Andrew Yurisich a collection of things

Git Off My Lawn

After working through a tricky situation in an intern’s git repository (her co-worker had literally squashed everything on master into one commit), I was asked how I did it. This led to some passing remarks from others participating in the conversation that almost everything I was showing her involved “bad, destructive commands”, and I immediately agreed. My git work flow is centered around many commands that online resources will tell you, quite bluntly, to never use. But many of those commands offer the most flexibility, granted you follow a couple of precautionary steps first.

Step One: Fork Every Project You Ever Work On.

This is just a good habit to get into. If I could, I would fork this blog, but since I’m both the owner and the only contributor, I can’t.

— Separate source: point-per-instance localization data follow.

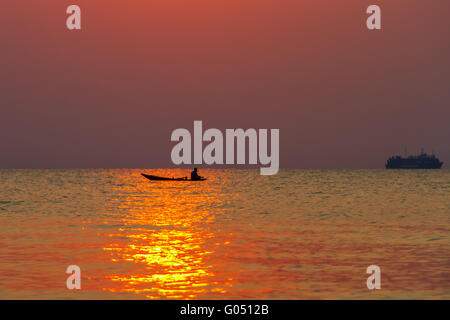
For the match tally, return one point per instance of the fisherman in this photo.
(195, 176)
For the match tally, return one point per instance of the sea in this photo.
(300, 234)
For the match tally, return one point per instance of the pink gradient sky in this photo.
(110, 95)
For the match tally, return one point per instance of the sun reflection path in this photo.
(163, 235)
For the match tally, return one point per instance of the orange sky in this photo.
(110, 95)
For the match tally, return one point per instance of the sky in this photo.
(109, 95)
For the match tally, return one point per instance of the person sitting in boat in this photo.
(195, 176)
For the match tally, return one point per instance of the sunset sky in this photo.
(111, 94)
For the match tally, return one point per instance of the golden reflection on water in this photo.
(164, 233)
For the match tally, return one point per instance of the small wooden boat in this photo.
(156, 178)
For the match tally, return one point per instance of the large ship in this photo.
(422, 161)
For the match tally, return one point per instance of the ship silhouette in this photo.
(421, 161)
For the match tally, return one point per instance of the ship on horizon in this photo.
(421, 161)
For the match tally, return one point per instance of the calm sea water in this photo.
(301, 234)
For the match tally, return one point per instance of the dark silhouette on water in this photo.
(156, 178)
(422, 161)
(195, 176)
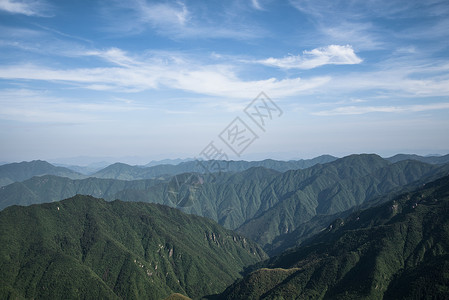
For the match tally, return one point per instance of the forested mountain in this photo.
(437, 160)
(127, 172)
(399, 250)
(14, 172)
(87, 248)
(259, 203)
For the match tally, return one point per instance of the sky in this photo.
(143, 80)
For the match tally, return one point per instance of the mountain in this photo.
(87, 248)
(85, 170)
(399, 250)
(298, 196)
(175, 161)
(14, 172)
(270, 207)
(127, 172)
(49, 188)
(437, 160)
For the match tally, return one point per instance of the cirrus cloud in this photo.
(330, 55)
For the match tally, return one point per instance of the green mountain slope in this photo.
(259, 203)
(49, 188)
(439, 160)
(14, 172)
(88, 248)
(298, 196)
(399, 250)
(127, 172)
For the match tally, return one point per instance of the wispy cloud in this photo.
(360, 110)
(330, 55)
(128, 74)
(28, 8)
(40, 106)
(175, 20)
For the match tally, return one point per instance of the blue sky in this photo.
(142, 80)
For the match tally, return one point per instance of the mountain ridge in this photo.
(84, 247)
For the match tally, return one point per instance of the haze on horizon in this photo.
(150, 80)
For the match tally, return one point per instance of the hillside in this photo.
(437, 160)
(85, 247)
(127, 172)
(259, 203)
(14, 172)
(399, 250)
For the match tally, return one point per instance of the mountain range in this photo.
(265, 205)
(398, 250)
(358, 227)
(87, 248)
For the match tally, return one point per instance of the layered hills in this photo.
(262, 204)
(398, 250)
(85, 247)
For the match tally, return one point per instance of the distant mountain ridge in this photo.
(436, 160)
(262, 204)
(127, 172)
(10, 173)
(399, 250)
(86, 248)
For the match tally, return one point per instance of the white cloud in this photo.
(359, 110)
(332, 54)
(130, 74)
(163, 14)
(29, 8)
(40, 106)
(175, 20)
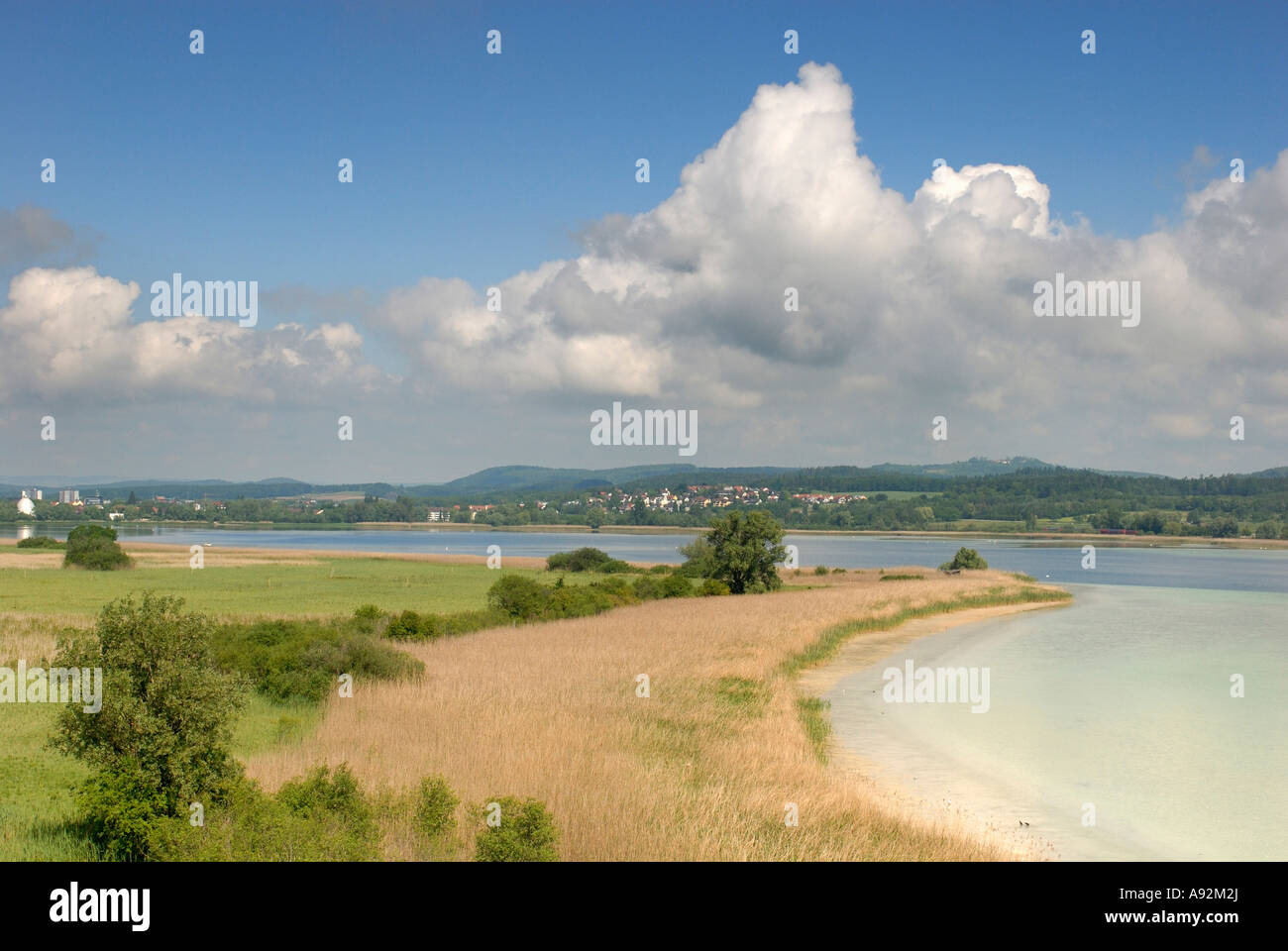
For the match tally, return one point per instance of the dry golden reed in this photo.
(703, 768)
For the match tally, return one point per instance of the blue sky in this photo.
(473, 167)
(478, 166)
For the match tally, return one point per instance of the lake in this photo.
(1057, 562)
(1121, 701)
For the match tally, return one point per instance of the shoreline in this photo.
(1070, 539)
(867, 651)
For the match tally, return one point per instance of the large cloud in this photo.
(928, 302)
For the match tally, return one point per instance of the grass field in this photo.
(702, 768)
(325, 586)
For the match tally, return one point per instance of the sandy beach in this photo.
(880, 781)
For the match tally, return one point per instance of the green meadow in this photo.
(330, 586)
(37, 800)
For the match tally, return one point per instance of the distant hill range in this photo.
(515, 479)
(979, 466)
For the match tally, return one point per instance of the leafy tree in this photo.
(94, 547)
(965, 558)
(160, 739)
(745, 549)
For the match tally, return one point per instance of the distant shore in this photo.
(1069, 538)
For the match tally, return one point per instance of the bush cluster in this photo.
(288, 659)
(587, 560)
(42, 541)
(94, 547)
(965, 558)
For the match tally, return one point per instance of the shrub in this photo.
(677, 586)
(313, 818)
(42, 541)
(404, 626)
(647, 587)
(965, 558)
(523, 831)
(519, 598)
(581, 560)
(303, 659)
(340, 795)
(120, 810)
(94, 547)
(436, 806)
(166, 709)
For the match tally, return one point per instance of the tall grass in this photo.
(700, 768)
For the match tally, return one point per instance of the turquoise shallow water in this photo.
(1121, 701)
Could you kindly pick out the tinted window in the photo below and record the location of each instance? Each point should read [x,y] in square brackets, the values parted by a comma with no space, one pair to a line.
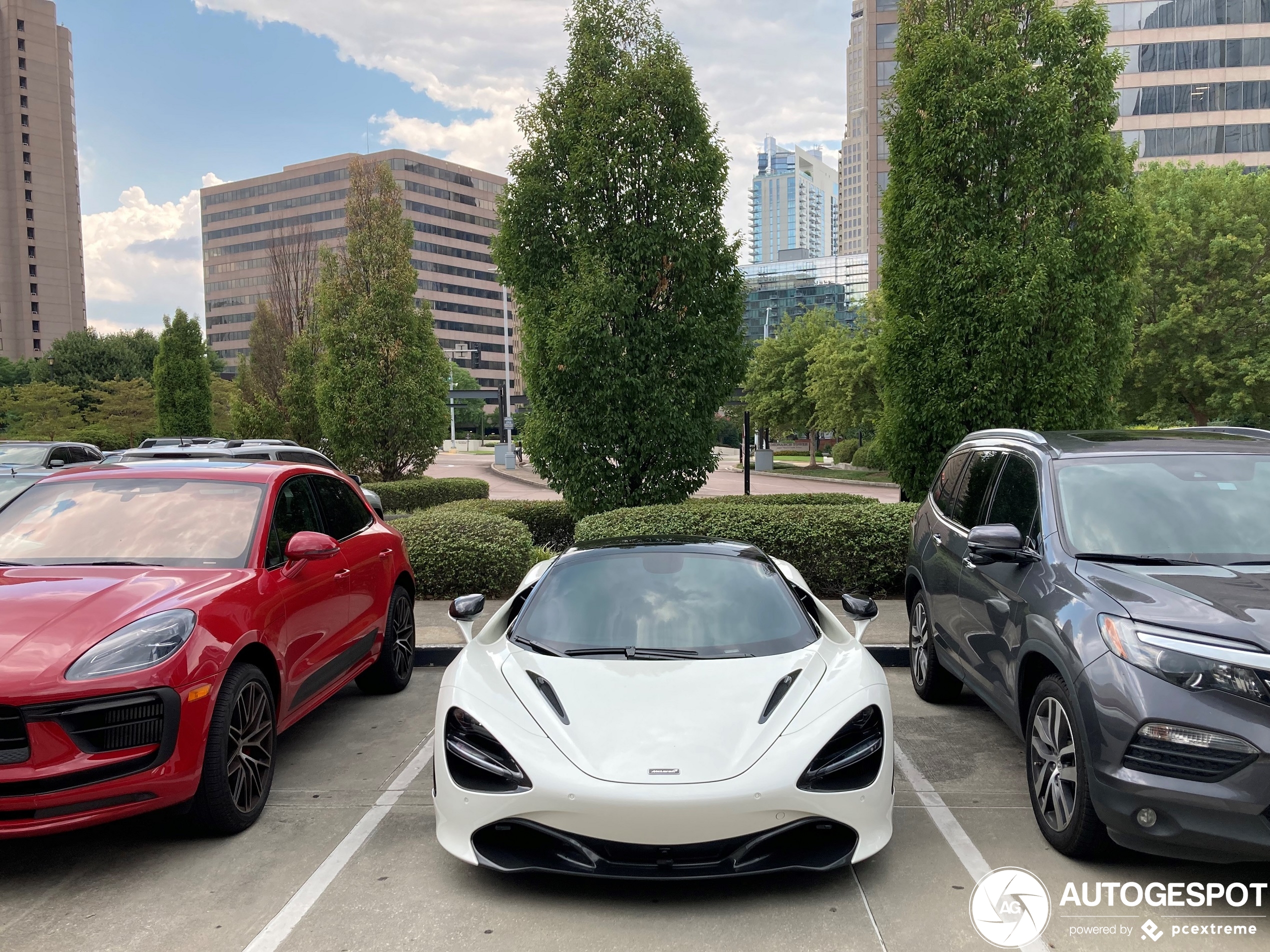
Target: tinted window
[719,606]
[946,484]
[344,507]
[980,476]
[1018,499]
[296,510]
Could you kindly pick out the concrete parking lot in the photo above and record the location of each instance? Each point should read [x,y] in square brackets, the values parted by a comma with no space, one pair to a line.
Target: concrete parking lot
[150,885]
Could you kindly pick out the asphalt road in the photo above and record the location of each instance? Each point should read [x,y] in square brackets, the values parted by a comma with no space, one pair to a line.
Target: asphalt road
[148,885]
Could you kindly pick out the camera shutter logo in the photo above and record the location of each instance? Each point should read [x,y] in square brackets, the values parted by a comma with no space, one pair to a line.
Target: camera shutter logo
[1010,908]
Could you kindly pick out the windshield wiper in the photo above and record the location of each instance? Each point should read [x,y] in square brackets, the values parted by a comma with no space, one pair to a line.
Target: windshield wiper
[536,646]
[632,652]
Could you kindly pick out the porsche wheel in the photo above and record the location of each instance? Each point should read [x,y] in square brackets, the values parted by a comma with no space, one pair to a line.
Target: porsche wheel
[393,668]
[932,680]
[238,766]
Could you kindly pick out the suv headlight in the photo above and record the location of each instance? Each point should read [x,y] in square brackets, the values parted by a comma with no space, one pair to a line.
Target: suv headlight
[1213,664]
[142,644]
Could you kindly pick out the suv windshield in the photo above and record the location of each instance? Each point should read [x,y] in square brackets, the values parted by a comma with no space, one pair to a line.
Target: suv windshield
[172,522]
[22,456]
[1200,508]
[664,600]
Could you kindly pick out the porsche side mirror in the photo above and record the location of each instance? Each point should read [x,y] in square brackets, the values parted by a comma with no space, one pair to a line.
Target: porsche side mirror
[860,608]
[464,610]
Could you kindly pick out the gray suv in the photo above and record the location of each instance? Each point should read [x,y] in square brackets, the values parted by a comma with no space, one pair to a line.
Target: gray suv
[1108,594]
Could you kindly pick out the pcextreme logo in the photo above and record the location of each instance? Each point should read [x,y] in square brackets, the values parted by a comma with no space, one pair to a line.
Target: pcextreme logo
[1010,906]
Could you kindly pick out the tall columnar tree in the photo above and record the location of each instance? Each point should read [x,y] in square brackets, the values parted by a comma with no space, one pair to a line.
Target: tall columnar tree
[1012,234]
[184,378]
[382,375]
[1202,340]
[626,281]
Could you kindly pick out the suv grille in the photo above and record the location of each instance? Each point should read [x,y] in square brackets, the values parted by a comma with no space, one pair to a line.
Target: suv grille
[114,725]
[1183,760]
[14,747]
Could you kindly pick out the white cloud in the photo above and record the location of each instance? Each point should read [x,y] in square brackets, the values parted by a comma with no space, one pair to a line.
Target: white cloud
[762,68]
[142,260]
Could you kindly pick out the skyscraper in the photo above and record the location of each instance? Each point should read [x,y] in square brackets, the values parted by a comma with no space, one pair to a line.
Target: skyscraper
[793,204]
[450,208]
[1196,88]
[42,254]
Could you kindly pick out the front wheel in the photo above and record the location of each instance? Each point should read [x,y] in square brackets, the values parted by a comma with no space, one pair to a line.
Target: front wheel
[238,766]
[393,668]
[1058,774]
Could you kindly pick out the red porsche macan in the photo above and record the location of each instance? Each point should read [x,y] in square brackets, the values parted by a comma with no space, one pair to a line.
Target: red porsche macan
[160,624]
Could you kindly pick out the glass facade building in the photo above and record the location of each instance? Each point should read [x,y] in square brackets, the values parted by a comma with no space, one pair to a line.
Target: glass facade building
[780,290]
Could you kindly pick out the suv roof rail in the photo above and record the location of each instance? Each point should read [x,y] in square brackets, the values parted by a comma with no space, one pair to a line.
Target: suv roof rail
[1026,436]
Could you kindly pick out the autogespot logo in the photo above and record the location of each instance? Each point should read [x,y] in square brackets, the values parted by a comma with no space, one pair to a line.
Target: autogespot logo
[1010,906]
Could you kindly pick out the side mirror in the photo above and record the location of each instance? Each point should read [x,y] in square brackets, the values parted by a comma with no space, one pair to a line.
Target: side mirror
[464,610]
[859,608]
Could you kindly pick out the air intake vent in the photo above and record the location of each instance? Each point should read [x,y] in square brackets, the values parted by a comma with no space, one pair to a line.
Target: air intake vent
[114,725]
[14,747]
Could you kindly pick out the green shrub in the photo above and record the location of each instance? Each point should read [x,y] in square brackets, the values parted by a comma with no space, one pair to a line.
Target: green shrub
[459,552]
[549,520]
[838,548]
[789,499]
[869,458]
[426,492]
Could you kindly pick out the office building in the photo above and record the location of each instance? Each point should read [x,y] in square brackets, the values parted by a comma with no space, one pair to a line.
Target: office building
[42,256]
[450,208]
[780,290]
[1196,88]
[793,204]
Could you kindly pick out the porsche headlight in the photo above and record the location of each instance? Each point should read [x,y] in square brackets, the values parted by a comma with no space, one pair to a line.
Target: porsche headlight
[142,644]
[1190,664]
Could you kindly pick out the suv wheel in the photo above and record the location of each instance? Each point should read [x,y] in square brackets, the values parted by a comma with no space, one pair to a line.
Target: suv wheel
[932,680]
[1058,774]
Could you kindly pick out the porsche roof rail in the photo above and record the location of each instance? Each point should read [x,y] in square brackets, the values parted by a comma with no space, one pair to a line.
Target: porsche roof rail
[1026,436]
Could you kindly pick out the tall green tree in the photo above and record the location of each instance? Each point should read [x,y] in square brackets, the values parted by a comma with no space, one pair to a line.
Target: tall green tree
[382,375]
[1010,229]
[778,386]
[184,378]
[1202,340]
[626,280]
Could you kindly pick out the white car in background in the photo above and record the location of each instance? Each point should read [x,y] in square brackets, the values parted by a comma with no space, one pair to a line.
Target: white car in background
[664,708]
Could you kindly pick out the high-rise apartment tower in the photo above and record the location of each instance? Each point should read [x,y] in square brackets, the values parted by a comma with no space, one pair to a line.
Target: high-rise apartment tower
[450,208]
[42,252]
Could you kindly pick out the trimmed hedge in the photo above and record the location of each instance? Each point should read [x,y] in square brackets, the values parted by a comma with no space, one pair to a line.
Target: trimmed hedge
[459,552]
[426,492]
[788,499]
[838,548]
[549,521]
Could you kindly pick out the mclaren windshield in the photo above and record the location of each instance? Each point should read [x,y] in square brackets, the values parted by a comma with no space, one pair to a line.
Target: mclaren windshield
[1170,507]
[664,604]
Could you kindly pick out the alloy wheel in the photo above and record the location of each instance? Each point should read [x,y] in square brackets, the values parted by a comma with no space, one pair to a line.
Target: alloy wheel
[918,644]
[402,635]
[250,747]
[1052,756]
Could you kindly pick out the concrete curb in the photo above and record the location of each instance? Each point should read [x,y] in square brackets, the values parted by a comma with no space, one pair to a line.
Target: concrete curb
[441,656]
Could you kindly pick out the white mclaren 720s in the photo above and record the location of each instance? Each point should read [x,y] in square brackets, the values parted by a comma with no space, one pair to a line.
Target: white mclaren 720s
[664,708]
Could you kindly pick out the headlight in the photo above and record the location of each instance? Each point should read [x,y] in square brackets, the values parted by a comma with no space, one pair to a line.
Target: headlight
[1194,666]
[142,644]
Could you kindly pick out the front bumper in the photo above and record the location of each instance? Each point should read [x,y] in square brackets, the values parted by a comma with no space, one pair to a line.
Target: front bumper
[1224,820]
[567,802]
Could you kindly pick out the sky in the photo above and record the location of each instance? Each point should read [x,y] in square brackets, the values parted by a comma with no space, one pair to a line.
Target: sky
[173,96]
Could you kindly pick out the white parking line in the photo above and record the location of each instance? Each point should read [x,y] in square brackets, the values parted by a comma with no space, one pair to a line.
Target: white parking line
[956,837]
[290,916]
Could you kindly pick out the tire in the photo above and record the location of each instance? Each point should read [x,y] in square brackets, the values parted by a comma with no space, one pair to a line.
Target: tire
[238,764]
[1058,774]
[393,668]
[932,682]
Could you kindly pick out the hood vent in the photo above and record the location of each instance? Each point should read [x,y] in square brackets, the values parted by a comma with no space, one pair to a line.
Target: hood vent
[779,692]
[544,686]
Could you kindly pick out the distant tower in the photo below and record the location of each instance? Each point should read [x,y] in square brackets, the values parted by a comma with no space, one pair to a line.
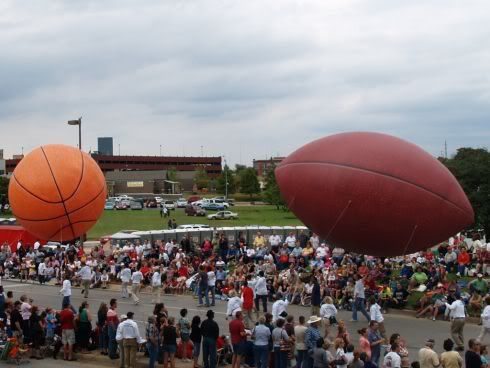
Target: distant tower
[105,146]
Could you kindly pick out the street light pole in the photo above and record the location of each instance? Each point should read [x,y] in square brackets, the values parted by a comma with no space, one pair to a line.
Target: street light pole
[226,179]
[79,123]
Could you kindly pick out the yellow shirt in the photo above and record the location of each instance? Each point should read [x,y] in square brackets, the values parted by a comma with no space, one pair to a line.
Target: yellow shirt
[451,359]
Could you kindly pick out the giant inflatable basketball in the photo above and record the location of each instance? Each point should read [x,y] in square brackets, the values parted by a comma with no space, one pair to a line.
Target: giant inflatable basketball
[57,192]
[373,194]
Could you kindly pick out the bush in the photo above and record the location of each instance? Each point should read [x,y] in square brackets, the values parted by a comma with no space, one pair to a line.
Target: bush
[240,197]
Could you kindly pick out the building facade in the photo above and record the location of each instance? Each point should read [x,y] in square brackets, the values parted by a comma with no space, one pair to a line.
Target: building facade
[105,146]
[263,166]
[212,165]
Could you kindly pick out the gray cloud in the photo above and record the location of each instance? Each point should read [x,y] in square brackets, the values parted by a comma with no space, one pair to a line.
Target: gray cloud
[243,79]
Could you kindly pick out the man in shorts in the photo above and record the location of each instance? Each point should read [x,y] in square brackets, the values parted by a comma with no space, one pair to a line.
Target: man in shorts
[67,331]
[238,338]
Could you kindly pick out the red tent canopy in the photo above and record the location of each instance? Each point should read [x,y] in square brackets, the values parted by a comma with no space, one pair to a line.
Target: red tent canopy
[12,234]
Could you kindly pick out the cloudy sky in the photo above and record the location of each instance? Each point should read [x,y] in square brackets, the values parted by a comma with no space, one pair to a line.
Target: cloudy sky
[245,79]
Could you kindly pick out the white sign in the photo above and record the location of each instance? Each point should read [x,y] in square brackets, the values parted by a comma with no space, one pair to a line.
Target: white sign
[136,184]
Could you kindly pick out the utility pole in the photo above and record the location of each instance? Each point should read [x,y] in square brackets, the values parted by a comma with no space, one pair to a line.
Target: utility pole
[226,179]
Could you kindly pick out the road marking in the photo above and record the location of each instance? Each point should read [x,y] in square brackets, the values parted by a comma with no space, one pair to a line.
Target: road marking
[15,286]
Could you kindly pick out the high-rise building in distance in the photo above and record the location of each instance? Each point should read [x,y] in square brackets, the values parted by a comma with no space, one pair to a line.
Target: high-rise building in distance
[105,146]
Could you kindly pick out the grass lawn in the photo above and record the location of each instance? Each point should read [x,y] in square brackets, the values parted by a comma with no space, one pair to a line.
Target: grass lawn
[113,221]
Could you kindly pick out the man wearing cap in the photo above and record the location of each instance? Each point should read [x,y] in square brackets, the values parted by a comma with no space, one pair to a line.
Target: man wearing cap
[234,304]
[85,274]
[359,299]
[427,356]
[129,334]
[485,319]
[279,307]
[458,317]
[312,335]
[125,276]
[479,285]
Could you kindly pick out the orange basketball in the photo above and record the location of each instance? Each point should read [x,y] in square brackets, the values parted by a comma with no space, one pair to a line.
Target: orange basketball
[57,192]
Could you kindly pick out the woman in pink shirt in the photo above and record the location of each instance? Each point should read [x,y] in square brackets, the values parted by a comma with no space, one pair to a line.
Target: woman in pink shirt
[364,344]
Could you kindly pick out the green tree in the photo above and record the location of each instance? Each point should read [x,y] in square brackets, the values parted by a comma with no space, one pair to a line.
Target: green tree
[172,174]
[4,187]
[221,181]
[471,166]
[272,194]
[249,183]
[201,179]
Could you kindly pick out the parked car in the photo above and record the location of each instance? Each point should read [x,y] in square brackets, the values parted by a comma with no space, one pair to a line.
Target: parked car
[193,226]
[223,215]
[193,199]
[123,205]
[135,205]
[169,205]
[181,203]
[151,204]
[191,210]
[109,205]
[213,206]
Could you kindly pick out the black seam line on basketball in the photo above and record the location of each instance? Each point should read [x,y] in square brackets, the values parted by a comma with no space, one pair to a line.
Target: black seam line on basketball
[34,195]
[377,173]
[59,191]
[70,213]
[74,223]
[79,181]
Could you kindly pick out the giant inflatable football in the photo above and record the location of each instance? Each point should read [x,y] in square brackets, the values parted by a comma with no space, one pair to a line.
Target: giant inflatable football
[57,192]
[373,194]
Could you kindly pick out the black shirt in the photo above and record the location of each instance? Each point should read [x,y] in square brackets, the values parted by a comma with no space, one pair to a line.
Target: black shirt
[472,359]
[209,328]
[15,316]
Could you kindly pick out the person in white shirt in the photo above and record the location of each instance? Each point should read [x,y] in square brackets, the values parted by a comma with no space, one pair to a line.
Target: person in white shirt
[41,272]
[328,311]
[261,293]
[125,276]
[104,279]
[156,283]
[85,274]
[315,241]
[274,240]
[234,304]
[291,240]
[485,320]
[376,315]
[212,286]
[279,307]
[393,359]
[128,334]
[66,291]
[458,317]
[136,279]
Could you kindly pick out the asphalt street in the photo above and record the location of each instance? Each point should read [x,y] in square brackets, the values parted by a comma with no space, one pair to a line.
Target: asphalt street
[414,331]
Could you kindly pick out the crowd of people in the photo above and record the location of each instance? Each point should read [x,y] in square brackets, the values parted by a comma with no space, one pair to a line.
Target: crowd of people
[445,282]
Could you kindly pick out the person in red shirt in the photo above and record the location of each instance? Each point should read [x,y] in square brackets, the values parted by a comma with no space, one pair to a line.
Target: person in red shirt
[67,331]
[248,304]
[238,339]
[463,262]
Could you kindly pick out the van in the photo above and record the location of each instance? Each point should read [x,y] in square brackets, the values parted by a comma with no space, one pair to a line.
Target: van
[191,210]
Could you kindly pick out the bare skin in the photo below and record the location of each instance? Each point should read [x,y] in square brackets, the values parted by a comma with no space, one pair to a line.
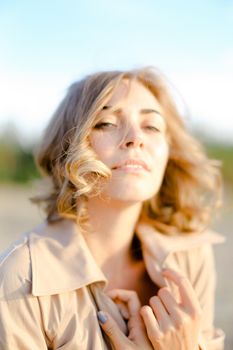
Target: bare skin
[132,142]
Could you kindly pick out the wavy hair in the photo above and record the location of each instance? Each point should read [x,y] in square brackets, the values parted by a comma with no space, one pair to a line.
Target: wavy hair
[191,186]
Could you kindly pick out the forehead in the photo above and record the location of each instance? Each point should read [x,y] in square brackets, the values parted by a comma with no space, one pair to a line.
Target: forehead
[132,92]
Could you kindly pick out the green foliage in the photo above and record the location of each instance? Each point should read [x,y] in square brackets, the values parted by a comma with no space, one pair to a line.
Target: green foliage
[17,162]
[224,153]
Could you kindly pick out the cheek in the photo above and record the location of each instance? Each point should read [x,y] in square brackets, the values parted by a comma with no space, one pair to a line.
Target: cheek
[160,153]
[101,146]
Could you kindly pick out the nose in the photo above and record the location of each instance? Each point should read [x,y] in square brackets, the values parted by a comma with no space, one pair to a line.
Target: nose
[133,138]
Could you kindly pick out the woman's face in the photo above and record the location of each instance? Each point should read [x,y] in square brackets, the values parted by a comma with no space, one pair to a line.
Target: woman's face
[130,138]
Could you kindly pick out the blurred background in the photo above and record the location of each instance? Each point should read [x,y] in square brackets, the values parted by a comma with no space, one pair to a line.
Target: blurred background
[48,44]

Once you’ve forked a repository, add it as a remote.

$> git clone projectYouForked && cd projectYouForked
...
$> git remote show origin
* remote origin
  Fetch URL: git@github.com:Droogans/projectYouForked.git
  Push  URL: git@github.com:Droogans/projectYouForked.git
  HEAD branch: master
...
$> git remote add upstream git@github.com:Org/projectYouForked.git

Once you have this set up, you can use this wonderful git update command, which requires that you have both an origin and upstream remote set up.

$> git update --help

git update is aliased to

git fetch --all --prune;
git cleanup;
git pull --rebase upstream master;
git push origin master;

What this command does is:

  1. Grab all new updates from every remote repository.
  2. Also, delete anything that has been deleted on their end, too
  3. Delete any branches on our remote that have been merged into master.
  4. Pull any new changes underneath our existing ones.
  5. Push our new copy of the project to our repository.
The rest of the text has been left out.